Autoregressive Image Generation without Vector Quantization

Annotated Paper Link: Google Drive Link

These are notes for Li et al. (2024).

This paper introduces the usage of ARMs for image generation using continous representations (no quantization as in VQ-VAE) by using a diffusion model to model \(p(x_i|z_i)\). The ARM is used to model \(p(z_i|z_{<i})\).

Method

First of all, generative models don’t require a categorical probability distribution, \(p(x|z)\).

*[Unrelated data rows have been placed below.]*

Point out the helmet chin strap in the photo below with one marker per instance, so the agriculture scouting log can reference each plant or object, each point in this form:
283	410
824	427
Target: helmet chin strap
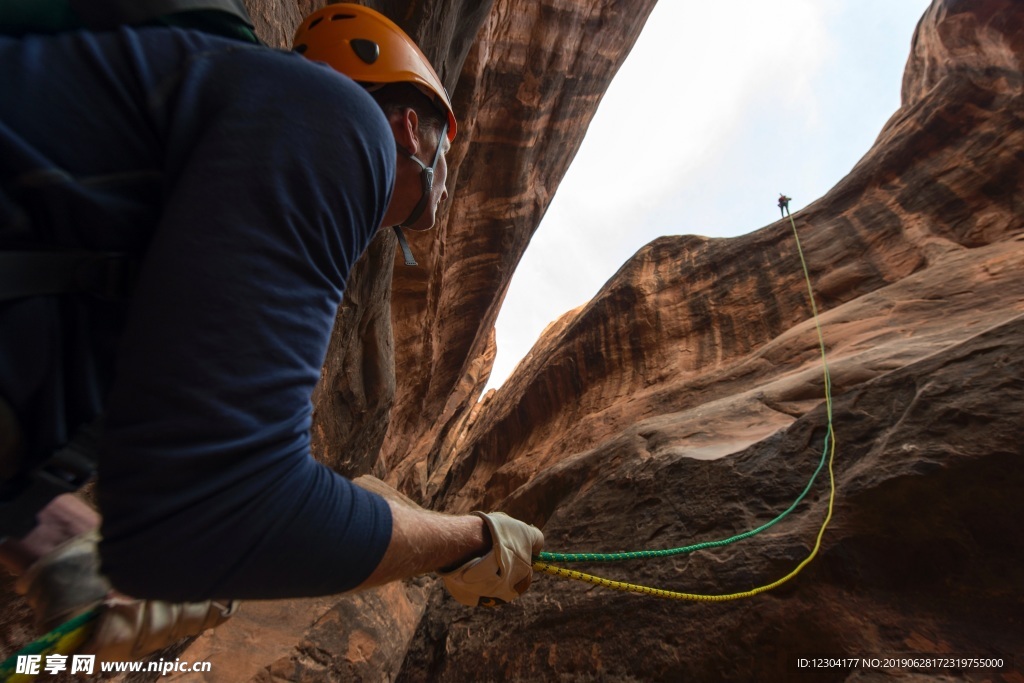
427	184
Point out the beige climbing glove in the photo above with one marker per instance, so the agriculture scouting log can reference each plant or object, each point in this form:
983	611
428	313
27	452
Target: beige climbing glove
129	630
67	583
505	572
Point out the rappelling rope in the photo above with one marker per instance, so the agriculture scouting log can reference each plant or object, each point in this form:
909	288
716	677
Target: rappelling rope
827	454
67	638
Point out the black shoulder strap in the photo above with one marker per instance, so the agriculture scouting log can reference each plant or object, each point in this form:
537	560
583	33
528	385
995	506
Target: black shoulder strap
64	472
25	273
108	14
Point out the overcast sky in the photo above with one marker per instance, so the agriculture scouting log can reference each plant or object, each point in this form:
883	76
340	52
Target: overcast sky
719	108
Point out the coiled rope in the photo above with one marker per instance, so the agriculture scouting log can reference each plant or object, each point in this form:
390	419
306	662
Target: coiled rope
542	561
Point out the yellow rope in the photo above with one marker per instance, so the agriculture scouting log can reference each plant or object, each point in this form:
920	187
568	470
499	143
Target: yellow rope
830	435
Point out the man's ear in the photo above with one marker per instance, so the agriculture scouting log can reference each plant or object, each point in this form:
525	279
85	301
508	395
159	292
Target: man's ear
406	127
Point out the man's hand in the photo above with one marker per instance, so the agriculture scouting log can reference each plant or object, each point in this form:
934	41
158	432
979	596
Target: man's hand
506	571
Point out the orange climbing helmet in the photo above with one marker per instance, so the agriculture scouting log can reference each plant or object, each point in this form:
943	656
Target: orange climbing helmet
369	48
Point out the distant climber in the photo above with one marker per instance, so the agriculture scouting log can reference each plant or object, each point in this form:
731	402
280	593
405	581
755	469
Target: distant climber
783	204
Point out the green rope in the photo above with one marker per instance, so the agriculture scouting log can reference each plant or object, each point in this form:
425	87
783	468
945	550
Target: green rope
62	640
646	554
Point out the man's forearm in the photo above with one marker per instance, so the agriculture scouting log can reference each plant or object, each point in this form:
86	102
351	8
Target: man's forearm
423	541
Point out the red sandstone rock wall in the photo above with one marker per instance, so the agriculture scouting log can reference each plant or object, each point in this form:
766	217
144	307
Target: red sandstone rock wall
684	402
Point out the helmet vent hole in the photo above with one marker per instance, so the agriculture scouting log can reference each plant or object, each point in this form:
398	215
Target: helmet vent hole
367	50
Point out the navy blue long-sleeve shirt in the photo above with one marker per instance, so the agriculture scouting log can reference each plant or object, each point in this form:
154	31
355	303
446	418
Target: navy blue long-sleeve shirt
249	181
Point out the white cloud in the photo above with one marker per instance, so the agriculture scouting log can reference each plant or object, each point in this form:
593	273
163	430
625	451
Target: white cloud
718	109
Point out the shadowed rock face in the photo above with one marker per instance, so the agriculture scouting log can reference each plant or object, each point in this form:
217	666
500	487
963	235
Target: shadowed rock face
685	401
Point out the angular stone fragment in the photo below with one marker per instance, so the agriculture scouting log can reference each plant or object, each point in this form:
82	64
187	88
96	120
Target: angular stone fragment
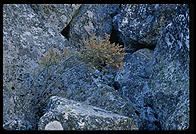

Instead the distribution must have two properties: (1) it need to have a loss function that measure the difference between the estimated distribution and the true distribution, and (2) a sampler that can sample from the distribution \(x \sim p(x|z)\).

For diffusion, the loss can be defined as

\[ L(z, x) = \mathbb{E}_{\epsilon, t} \left[ \| \epsilon - \epsilon_\theta(x_t | z_t, t) \|^2 \right] \]

Sampling is done via reverse diffusion process.

We first produce \(z_i\) by a network \(f(x_1, \ldots, x_{i-1})\) and then sample \(x_i\) from \(p(x_i|z_i)\). \(f\) is an ARM. The difussion loss is applied on \(p(x_i|z_i)\) and backpropagated to the ARM.